As the news about the economy gets worse and worse, it seems increasingly likely that we’re headed for a repeat of the 1930s: jobs disappearing, houses being seized, millions wandering the nation despondent and hopeless. So just as we had to rename the Great War, we may soon find ourselves calling the ’30s “The First Depression.”
And thus a few weeks ago I started making contingency plans. As my six months in the Boy Scouts taught me, it always counts to be prepared, and when the econopalypse strikes I want to be ready.
The problem is, I’m not sure how realistic my ideas are. At first I planned on fleeing the country, which always seems like a solid plan in time of crisis. Hell, it used to be a good idea even in the best years: look at all those Americans who decamped to Paris in the early part of the twentieth century and lived like kings. For the equivalent of 30 cents they could get a steak dinner and a bottle of red wine at a decent restaurant — cheaper than small fries at McDonald’s. What’s not to love?
But the whole globalization thing has kind of taken the gas out of that one. As goes America, so goes Europe, and now the dollar’s not worth jack. Unless I want to pass my twenties in Mongolia, emigration is off the list.
The next thing I thought of was getting a government handout. During the Great Depression Roosevelt set up a whole series of public works projects that gave relief to the millions of unemployed men roaming the countryside, including the famed Federal Writers Project. Under the FWP, thousands of young literary types were paid to travel around the country and describe the places they saw — perfect for impractical humanities majors like myself.
The problem here, though, is the Internet, that amorphous little beast that shares information for free and enrages journalists and publishers everywhere. What’s the point of buying a travel guide when you can just log onto Wikipedia? Not to mention that books are way out of vogue these days. So I’m stumped by modernization again.
My last great idea — and I still haven’t totally lost faith in this one — is to go into a life of crime. Consider the biggest names of the thirties: Bonnie and Clyde, Al Capone, Lucky Luciano. They all carried guns and ran from the coppers. Aided by Prohibition, these gangsters and ne’er-do-wells thrived while others starved. I figured I might start a little drug cartel and see how things go: I’d run a clean business, not killing or maiming more than was necessary, and keeping my name free from suspicion. I think I’d do quite well, really—after all, people turn to drugs when they’re upset, and there’s going to be a whole lot of upset-ness in the coming years. Seems like a safe bet.
But what’s that they say? “If you commit a crime, be ready to do the time.” And I am not, alas, capable of spending time in prison. My mental well-being, not to mention that of certain other areas of my body, depends on a violation-free environment. So I’m back at square one, and the depression’s got me depressed.
Maybe this calls for communal action. We got out of the last depression by getting into World War II, so maybe we could start a global conflict and hope the economy is saved that way.
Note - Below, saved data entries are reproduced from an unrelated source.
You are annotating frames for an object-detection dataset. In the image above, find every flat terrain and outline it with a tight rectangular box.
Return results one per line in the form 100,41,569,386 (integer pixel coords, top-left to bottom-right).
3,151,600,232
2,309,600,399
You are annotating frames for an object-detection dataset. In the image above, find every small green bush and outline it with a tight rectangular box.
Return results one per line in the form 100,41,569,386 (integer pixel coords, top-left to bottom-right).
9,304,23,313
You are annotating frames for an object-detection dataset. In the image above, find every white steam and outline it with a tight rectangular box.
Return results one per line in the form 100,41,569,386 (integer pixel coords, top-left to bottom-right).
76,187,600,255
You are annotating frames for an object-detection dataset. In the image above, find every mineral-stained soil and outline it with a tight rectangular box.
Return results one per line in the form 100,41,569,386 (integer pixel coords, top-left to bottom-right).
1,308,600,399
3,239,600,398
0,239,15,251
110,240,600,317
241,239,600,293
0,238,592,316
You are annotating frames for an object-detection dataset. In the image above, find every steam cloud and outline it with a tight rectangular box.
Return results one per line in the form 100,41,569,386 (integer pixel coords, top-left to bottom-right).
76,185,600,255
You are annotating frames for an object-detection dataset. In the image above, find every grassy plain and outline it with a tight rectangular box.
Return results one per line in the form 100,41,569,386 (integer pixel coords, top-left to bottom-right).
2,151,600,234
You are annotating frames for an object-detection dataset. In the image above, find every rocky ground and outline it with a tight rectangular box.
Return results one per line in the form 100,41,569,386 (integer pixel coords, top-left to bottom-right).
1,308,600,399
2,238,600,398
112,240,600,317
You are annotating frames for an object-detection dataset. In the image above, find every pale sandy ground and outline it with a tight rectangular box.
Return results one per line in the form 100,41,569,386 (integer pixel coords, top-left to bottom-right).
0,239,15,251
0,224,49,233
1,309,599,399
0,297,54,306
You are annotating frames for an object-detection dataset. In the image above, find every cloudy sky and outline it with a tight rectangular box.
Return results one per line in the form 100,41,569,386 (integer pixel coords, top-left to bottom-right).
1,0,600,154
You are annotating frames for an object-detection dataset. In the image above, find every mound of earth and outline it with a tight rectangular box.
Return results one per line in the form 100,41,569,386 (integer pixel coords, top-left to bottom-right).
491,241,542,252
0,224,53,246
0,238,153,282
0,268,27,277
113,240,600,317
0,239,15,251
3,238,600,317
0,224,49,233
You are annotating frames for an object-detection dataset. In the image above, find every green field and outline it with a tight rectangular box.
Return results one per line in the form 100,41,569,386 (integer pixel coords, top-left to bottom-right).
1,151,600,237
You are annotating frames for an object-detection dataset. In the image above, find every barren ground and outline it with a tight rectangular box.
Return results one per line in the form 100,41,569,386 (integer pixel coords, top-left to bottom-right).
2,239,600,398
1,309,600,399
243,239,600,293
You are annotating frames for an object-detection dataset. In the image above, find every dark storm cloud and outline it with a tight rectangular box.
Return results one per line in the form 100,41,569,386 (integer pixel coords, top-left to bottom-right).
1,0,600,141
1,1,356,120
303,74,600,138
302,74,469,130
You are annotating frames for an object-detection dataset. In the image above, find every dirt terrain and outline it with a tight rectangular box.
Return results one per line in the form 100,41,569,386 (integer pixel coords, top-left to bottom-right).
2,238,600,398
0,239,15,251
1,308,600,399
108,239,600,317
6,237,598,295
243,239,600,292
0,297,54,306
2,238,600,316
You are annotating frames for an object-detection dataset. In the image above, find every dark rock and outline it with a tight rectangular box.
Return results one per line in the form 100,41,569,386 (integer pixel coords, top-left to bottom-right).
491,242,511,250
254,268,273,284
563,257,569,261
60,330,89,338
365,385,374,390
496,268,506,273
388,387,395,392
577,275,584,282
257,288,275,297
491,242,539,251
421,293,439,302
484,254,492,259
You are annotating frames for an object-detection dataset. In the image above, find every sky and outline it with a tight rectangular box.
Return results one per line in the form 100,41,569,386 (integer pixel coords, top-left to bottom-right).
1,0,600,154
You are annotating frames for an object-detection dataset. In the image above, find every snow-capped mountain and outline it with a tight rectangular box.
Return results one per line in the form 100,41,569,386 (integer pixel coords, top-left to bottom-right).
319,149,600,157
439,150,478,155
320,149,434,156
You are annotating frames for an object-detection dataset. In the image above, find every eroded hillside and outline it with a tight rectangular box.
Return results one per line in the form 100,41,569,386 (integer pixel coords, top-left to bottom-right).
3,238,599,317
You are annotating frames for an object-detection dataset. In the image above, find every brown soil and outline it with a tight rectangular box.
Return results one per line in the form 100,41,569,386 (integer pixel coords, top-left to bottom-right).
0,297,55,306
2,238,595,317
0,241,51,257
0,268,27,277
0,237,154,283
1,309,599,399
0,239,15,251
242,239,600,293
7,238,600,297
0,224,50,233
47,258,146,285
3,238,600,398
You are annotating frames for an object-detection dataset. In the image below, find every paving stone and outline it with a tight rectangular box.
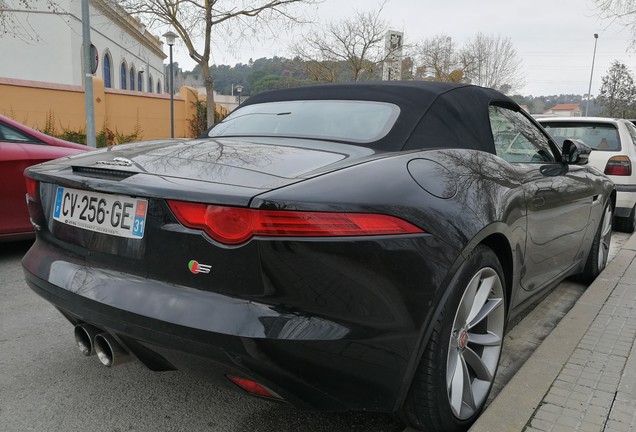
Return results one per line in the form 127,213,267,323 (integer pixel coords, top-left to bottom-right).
559,407,583,420
534,405,561,423
608,400,636,424
604,419,631,432
578,423,604,432
585,403,609,416
555,414,580,427
567,390,588,403
597,381,619,393
529,417,553,431
590,391,616,409
581,411,606,426
550,425,573,432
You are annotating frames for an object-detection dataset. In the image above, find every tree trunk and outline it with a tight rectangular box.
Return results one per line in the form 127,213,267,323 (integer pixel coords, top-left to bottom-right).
201,64,215,128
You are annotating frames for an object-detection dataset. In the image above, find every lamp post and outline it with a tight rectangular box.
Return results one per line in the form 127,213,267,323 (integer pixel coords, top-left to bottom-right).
236,84,244,107
163,31,178,138
81,0,96,147
585,33,599,116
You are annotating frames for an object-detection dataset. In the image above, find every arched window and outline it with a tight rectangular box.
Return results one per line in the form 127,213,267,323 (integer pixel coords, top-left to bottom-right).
129,66,135,91
157,80,161,94
148,75,153,93
120,62,127,90
137,71,143,92
103,53,112,88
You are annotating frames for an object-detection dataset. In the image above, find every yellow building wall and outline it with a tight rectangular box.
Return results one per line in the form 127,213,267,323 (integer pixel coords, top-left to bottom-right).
0,77,210,140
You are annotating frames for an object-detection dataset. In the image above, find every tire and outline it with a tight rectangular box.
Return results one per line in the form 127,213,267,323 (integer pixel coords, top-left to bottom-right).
615,204,635,233
402,245,506,432
577,201,613,284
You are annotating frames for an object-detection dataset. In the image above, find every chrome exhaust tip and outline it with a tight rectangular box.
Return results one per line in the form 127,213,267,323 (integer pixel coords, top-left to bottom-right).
74,324,101,356
94,333,131,367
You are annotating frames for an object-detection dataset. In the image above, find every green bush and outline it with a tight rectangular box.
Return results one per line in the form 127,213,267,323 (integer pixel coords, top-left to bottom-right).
29,111,143,147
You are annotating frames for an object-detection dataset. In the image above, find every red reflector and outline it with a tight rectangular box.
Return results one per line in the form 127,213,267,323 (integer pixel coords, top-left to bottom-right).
25,176,39,201
226,375,282,400
605,156,632,176
167,201,424,245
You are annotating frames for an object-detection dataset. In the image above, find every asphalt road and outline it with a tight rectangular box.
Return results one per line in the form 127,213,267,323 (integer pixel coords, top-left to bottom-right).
0,234,629,432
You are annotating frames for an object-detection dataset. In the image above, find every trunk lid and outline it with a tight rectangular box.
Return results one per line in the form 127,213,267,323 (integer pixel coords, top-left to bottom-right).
28,137,377,206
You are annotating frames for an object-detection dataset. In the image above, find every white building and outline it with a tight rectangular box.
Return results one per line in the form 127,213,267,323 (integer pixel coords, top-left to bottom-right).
0,0,166,93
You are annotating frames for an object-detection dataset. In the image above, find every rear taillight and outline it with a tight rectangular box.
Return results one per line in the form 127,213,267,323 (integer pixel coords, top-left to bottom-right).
167,201,424,245
25,176,39,202
605,156,632,176
226,375,282,400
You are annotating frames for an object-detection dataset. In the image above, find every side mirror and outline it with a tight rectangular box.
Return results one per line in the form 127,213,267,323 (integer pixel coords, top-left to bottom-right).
562,139,591,165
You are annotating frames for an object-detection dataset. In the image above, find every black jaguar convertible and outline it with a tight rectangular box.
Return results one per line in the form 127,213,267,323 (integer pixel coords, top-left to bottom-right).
22,82,614,431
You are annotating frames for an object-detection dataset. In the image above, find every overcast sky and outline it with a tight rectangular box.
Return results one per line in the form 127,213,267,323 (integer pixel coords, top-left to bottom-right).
168,0,636,96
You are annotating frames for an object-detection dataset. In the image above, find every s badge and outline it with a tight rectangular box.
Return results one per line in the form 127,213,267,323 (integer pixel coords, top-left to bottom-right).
188,260,211,274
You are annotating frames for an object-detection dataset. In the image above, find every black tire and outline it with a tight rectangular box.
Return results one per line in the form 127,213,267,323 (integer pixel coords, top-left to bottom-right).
577,201,613,284
402,245,506,432
615,204,635,233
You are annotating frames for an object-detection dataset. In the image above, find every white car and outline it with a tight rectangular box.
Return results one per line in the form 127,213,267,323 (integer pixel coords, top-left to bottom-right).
539,117,636,232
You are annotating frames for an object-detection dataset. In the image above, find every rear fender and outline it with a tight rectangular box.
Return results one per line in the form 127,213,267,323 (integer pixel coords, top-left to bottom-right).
392,224,516,412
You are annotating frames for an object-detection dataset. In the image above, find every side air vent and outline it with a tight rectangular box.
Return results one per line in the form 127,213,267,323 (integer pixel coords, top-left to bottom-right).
72,166,137,180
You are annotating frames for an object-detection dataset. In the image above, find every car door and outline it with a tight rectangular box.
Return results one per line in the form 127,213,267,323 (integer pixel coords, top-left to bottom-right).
490,106,593,291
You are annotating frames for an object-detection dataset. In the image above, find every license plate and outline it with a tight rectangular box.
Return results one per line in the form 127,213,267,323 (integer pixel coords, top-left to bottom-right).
52,186,148,239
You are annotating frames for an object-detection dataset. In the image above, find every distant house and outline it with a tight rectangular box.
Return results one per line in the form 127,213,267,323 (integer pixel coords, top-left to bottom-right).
543,104,583,117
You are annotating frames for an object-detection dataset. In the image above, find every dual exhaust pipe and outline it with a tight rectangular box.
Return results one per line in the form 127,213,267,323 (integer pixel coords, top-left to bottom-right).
74,324,131,367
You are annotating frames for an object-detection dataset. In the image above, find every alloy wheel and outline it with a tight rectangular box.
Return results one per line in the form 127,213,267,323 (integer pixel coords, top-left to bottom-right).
446,267,505,420
597,203,613,272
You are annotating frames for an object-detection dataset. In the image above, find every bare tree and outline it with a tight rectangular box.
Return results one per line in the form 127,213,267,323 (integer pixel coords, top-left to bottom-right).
414,34,471,82
1,0,60,41
292,3,392,82
462,33,524,93
117,0,320,128
594,0,636,48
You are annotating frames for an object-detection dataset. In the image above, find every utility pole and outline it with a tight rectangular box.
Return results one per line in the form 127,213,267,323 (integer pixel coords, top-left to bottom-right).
81,0,96,147
585,33,599,117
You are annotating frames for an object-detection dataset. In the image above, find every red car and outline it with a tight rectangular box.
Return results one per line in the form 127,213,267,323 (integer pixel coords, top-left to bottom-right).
0,114,87,241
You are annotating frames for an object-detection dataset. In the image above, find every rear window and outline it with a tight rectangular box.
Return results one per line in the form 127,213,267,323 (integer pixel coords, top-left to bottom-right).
540,122,621,151
208,100,400,144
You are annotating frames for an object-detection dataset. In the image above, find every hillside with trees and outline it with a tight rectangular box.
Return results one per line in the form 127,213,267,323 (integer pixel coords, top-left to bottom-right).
182,56,602,115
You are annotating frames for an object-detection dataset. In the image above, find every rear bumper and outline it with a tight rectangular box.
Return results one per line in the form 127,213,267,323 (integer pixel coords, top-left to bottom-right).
21,236,452,413
615,187,636,216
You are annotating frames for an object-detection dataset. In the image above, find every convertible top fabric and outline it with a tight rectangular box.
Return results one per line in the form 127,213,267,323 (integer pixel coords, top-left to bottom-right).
241,81,520,152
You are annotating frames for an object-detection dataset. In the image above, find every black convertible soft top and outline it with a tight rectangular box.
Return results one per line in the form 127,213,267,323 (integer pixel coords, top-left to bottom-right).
240,81,520,152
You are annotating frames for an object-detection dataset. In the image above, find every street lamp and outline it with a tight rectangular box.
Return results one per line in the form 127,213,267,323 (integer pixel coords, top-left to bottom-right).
585,33,599,116
163,30,178,138
236,84,244,106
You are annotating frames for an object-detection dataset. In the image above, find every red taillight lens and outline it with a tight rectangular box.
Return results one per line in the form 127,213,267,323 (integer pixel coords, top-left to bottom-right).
167,201,424,245
226,375,282,400
25,176,39,201
605,156,632,176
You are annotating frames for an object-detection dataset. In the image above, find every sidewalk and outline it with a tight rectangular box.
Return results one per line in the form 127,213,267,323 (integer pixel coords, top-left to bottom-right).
470,233,636,432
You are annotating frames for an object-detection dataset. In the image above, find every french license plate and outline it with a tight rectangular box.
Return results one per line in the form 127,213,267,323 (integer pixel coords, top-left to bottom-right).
52,186,148,239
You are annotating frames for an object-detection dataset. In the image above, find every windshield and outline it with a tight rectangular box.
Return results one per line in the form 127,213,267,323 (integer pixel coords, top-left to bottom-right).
208,100,400,144
541,122,621,151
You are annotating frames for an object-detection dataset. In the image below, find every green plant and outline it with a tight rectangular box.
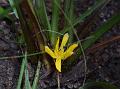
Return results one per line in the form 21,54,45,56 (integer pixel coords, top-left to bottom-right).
1,0,120,89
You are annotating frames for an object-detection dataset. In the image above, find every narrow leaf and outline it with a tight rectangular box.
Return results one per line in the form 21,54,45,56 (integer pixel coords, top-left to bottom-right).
34,0,51,32
32,61,41,89
61,0,110,33
16,52,27,89
8,0,19,18
64,0,75,43
77,13,120,56
51,0,60,45
25,64,32,89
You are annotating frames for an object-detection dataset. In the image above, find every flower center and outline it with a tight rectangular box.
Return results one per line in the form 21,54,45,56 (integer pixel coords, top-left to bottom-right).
55,49,64,58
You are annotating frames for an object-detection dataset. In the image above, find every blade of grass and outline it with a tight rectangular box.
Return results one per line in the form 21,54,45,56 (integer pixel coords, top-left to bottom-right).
77,13,120,56
8,0,19,18
27,0,46,36
16,51,27,89
51,0,60,45
26,0,47,45
68,0,75,43
33,0,51,35
32,61,41,89
64,0,71,14
61,0,110,34
64,0,75,43
25,69,32,89
0,52,44,60
25,58,32,89
78,0,112,39
74,0,110,25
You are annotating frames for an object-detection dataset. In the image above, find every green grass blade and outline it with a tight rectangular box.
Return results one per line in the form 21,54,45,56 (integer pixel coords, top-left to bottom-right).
74,0,109,25
16,51,27,89
32,61,41,89
25,69,32,89
27,0,36,16
79,81,118,89
64,0,71,14
64,0,75,43
8,0,19,18
0,52,44,60
61,0,110,34
51,0,60,45
77,13,120,56
25,59,32,89
34,0,51,33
Russia would be a bit too messy with all those nukes and Iran is just too cliché, but perhaps we could go at it with Canada — what with Canadian Bacon and South Park: The Movie, we’ve already rehearsed it enough times. Sounds promising.
The world might be a bit turned off the whole “America goes to war thing,” though. Bush and his cronies have painted us into a corner where we probably won’t be able to stage a good old invasion for another twenty years or so without sparking a big backlash, and a war’s no fun unless you’ve got allies. Damn.
How about this whole green technology thing, then? The likes of Thomas Friedman and Barack Obama have been sounding off about it for some time now, and they seem to think it’s the industry of the future. Should we invest our efforts there and hope that classic American ingenuity gets it done?
Perhaps … but wait — I’ve just had a thought. What type of person never has to get a job and often gets paid to do whatever they want? Graduate students, that’s who!
And so I’ve found my path, and my economic worries are allayed. If you want to weather the depression, don’t be a fool: stay in school.